By night, Curran is a disk jockey and event promoter who brings his love of classic Motown and early ska and reggae to the dance floor of clubs such as Great Scott’s, the Milky Way, and the Middle East. “I spin Jamaican oldies and ’60s soul music, mostly,” he says, citing the Kingstonians, Desmond Dekker, Jackie Wilson, and Otis Redding as being among his favorite artists.
Curran’s old-school aesthetic is reflected not only in his work and his side gig, but also in the understated early-1960s tendency of his wardrobe and in the furnishings of the Kenmore Square apartment where he lives with his wife, Kamiko, and their daughter, Concord. “I don’t own a microwave,” he says. “Or have cable TV.” But he does have an antique telephone, old tin ads for Ford Motors, and maps that show a “huge interest in Boston history.”
Even his wheels reflect another era — he owns a 1964 Chevrolet Impala SS with a 327 Turbo Fire engine, but he’s partial to his 1964 Vespa. “Riding any motorized, two-wheeled vehicle is the closest experience to flying that’s out there.
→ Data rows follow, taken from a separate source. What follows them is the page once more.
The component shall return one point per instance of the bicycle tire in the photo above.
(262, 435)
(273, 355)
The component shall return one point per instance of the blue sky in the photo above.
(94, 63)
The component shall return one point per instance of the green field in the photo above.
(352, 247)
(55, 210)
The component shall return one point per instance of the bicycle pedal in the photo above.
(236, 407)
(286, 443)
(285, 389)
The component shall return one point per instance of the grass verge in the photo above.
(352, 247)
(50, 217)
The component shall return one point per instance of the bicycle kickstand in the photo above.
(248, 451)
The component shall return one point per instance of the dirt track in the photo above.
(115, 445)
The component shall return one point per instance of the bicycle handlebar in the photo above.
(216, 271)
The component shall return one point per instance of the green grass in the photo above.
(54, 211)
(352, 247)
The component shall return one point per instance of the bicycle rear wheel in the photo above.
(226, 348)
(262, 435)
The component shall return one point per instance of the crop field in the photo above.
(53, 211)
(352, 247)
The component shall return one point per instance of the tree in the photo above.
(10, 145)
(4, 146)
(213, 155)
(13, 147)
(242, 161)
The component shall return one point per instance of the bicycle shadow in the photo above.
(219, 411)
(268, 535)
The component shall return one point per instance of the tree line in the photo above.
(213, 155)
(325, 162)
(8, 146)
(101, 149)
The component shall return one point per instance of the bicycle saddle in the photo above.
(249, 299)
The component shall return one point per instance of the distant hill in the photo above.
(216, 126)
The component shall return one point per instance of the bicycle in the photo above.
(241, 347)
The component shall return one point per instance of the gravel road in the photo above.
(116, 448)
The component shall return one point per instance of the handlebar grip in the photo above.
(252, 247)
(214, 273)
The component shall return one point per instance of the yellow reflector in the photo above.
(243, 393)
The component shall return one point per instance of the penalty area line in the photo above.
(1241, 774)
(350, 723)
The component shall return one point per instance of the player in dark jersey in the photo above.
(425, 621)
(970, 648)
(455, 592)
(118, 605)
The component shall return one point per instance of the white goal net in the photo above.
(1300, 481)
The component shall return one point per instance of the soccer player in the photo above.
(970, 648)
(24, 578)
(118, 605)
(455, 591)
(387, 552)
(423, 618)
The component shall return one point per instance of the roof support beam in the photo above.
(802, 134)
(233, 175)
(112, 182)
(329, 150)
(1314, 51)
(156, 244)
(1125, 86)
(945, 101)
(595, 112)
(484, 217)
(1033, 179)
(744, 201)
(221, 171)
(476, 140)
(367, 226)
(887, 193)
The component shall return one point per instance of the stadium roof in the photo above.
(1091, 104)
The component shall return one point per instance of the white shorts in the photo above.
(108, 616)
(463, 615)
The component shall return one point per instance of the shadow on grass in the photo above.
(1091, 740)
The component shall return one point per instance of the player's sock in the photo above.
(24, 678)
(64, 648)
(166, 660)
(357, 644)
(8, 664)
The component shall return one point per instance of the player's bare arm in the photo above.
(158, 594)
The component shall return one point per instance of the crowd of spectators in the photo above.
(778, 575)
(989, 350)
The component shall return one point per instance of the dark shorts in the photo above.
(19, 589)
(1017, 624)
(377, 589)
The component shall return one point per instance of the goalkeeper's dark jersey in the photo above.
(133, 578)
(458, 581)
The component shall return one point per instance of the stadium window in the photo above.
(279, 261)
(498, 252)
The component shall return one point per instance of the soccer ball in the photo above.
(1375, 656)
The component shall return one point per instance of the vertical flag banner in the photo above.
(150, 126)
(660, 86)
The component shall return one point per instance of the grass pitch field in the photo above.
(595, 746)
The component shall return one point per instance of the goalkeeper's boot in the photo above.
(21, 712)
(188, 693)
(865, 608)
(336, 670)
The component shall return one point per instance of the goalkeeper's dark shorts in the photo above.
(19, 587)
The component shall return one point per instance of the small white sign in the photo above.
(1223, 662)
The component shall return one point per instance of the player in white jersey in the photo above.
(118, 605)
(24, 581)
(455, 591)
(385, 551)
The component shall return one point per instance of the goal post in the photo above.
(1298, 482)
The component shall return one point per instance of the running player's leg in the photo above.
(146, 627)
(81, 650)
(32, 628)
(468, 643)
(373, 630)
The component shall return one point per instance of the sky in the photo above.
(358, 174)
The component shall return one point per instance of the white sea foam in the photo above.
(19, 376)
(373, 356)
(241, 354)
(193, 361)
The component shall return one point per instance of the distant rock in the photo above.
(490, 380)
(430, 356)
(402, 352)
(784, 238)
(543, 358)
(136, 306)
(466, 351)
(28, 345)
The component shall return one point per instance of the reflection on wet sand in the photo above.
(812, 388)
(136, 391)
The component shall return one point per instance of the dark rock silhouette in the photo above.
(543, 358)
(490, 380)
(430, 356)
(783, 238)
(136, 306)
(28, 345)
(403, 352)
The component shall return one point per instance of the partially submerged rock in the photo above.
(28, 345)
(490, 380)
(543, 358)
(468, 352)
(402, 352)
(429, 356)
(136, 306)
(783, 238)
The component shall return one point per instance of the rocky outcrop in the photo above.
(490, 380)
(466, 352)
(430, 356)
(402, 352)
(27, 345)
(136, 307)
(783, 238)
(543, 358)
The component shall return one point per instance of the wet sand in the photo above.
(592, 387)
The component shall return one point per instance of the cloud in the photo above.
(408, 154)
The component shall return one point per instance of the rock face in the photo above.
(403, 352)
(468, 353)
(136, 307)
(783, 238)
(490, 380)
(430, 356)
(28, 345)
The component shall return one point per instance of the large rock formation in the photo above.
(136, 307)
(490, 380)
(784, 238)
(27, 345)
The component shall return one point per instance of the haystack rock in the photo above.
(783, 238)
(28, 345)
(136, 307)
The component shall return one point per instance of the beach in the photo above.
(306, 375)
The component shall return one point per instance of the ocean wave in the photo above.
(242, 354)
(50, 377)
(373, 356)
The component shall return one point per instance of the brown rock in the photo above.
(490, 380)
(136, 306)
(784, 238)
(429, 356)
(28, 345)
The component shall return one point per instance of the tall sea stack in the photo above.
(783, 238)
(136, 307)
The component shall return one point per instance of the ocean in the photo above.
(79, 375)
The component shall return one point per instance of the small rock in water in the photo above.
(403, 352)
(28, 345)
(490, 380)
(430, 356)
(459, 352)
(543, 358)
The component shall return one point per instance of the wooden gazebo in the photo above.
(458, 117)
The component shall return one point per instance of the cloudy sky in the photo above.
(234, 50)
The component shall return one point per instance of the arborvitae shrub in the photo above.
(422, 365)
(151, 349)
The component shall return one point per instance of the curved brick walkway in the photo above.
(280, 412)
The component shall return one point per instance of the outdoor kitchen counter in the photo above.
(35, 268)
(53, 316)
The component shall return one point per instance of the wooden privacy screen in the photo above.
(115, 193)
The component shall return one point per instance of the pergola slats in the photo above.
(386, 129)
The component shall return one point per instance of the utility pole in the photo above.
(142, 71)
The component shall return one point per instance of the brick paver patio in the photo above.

When it’s an antique vehicle, that adds in aspects of time travel as well.”
Every summer, Curran organizes an antique motor rally that draws motor enthusiasts from around the world. The 2005 rally featured a ride around Boston’s Emerald Necklace, a string of parks designed in the nineteenth century by landscape-architecture pioneer Frederick Law Olmsted. “That ride gives people from out of town a real Bostonian experience incorporating leisure travel.”
As if all that wasn’t enough to occupy him, Curran, who received his bachelor’s in studio art and American history from Boston College, also paints portraits. His works have been published in literary magazines, used commercially by universities, and exhibited at the Fogg Art Museum in Cambridge; he’s even painted a portrait of his late boss, Howard Gotlieb, the founder of BU’s archival center.